El presidente iraní intentó relajar la amenaza de conflicto armado entre Irán y EEUU o Israel, en una serie de comentarios vertidos desde Malasia. Poco tiempo antes de que se conocieran las declaraciones de Ahmadinejad, un asesor de líder supremo iraní había amenazado con atacar Israel como represalia a un hipotético ataque.
Estos comentarios del mandatario iraní surgen como respuesta a diferentes versiones que circularon por los medios de que Israel planeaba atacar las instalaciones nucleares del país persa, instalaciones que Teherán afirma que son pacíficas y no tienen fines militares. La Unión Europea emitió sanciones nuevas contra la República Islámica en junio, aunque también ofreció un paquete de incentivos para persuadir al régimen iraní de que suspenda el enriquecimiento de uranio.
Ahmadinejad, luego de culminar una reunión de naciones islámicas en la capital de Malasia, Kuala Lumpur, por medio de un intérprete, aseguró que los norteamericanos no iban a permitir que George W. Bush autorice un ataque sobre Irán porque sería "un suicidio político" para el presidente republicano, que culminará su mandato de ocho años al frente de la Casa Blanca el próximo mes de noviembre.

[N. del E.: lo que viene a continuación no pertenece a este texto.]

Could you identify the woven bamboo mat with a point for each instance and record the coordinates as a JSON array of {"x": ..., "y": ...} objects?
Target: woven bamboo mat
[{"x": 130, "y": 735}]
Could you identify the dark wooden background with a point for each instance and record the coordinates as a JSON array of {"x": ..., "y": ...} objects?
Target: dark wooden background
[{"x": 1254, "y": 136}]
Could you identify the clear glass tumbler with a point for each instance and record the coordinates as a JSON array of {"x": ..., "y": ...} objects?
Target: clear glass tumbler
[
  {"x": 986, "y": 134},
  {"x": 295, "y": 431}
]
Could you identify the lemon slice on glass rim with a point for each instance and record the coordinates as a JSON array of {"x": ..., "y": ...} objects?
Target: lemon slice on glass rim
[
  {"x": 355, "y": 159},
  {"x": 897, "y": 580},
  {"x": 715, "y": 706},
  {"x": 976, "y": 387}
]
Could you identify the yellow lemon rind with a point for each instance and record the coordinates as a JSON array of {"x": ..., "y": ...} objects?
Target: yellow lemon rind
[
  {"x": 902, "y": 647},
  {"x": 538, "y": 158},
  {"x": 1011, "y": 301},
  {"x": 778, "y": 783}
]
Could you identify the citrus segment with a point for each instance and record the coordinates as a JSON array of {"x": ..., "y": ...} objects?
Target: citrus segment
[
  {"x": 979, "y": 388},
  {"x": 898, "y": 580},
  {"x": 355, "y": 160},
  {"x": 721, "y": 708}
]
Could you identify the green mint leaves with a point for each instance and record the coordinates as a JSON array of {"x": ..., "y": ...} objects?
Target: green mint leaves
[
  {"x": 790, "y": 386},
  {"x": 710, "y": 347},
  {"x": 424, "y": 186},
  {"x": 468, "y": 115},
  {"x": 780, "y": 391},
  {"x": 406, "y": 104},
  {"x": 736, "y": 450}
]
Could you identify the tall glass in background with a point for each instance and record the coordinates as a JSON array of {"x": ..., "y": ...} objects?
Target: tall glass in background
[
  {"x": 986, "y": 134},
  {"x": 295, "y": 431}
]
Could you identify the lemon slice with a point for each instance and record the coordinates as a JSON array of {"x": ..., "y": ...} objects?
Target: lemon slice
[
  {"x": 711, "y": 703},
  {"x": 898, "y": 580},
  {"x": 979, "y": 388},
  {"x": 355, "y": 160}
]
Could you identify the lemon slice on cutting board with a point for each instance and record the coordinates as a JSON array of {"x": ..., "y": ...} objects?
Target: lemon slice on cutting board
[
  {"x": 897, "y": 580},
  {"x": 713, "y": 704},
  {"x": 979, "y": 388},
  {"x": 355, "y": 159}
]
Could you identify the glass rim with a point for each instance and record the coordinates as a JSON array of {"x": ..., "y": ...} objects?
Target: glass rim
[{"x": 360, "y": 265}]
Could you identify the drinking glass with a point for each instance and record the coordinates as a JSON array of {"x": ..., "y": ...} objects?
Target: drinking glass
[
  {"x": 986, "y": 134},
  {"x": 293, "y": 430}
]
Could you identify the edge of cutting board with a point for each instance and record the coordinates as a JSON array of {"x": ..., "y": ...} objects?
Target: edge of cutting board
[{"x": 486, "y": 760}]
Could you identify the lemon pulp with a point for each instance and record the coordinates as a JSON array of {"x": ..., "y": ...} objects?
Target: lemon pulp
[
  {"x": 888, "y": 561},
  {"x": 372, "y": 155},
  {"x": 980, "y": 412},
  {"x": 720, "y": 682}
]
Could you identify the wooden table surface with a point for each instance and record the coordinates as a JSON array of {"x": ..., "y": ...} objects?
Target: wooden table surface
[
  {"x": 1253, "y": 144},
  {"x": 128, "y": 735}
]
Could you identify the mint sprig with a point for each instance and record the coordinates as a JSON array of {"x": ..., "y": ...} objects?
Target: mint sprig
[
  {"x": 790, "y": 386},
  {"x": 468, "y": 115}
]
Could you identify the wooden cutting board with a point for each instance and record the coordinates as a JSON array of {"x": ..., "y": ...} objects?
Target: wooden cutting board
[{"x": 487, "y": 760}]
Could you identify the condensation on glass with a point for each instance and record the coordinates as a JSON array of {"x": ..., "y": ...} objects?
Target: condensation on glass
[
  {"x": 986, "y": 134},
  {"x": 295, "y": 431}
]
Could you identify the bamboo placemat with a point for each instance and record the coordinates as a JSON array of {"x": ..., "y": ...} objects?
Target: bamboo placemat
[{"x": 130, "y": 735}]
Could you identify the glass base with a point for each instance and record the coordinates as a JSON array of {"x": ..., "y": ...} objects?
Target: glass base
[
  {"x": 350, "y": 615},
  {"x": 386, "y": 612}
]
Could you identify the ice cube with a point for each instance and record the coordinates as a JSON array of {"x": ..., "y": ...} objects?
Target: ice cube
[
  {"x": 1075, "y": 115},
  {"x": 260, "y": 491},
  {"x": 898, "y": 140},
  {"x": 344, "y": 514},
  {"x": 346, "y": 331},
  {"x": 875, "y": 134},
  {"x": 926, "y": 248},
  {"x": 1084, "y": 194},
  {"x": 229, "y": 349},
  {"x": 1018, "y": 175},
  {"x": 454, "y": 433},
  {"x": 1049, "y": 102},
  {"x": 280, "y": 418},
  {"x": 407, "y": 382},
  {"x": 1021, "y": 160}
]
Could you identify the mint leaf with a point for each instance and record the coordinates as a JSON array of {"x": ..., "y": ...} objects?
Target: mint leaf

"La situación económica, política y militar no permitirá a Bush hacer eso", señaló el líder iraní al respecto. Sin embargo, Ahmadinejad advirtió que Irán está preparada para defenderse en caso de agresión, afirmando que "la mayor amenaza en Medio Oriente y en todo el mundo es la intervención de Estados Unidos en otros países".
Por otra parte, también insinuó que Irán no lanzará ningún ataque sobre Israel, el mejor aliado de EE UU en Medio Oriente. "No es necesaria ninguna medida del pueblo iraní" para provocar la caída del "régimen sionista", señaló Ahmadinejad. Además, señaló que "la oposición a los sionistas no significa la oposición hacia los judíos". Como ejemplo de ello puso a los judíos que viven en Irán y que están representados en el parlamento del país.
Declaraciones incendiarias
Estas aseveraciones de Ahmadinejad salieron a calmar los comentarios vertidos previamente por Ali Shirazi, representante de Ali Jamenei, líder supremo iraní, que diera ante los Guardianes Revolucionarios, en particular el cuerpo de los Pasdarán. "Los enemigos serán quemados por el fuego de cualquier agresión posible contra los territorios iraníes, (…) Los enemigos no pueden aterrorizar a Irán a través de las amenazas, ya que ahora es una potencia desarrollada que nadie puede ignorar".
Varios oficiales de los Pasdarán, una fuerza considerada la columna vertebral del régimen islámico iraní, advirtieron en los últimos meses de que disponen de diferentes tipos de misiles capaces de alcanzar todas las bases del "enemigo" en la región. Su comandante, Ali Yafari, amenazó hace una semana con bloquear el estrecho de Ormuz, estratégico para la navegación en el Golfo Pérsico, si su país es atacado.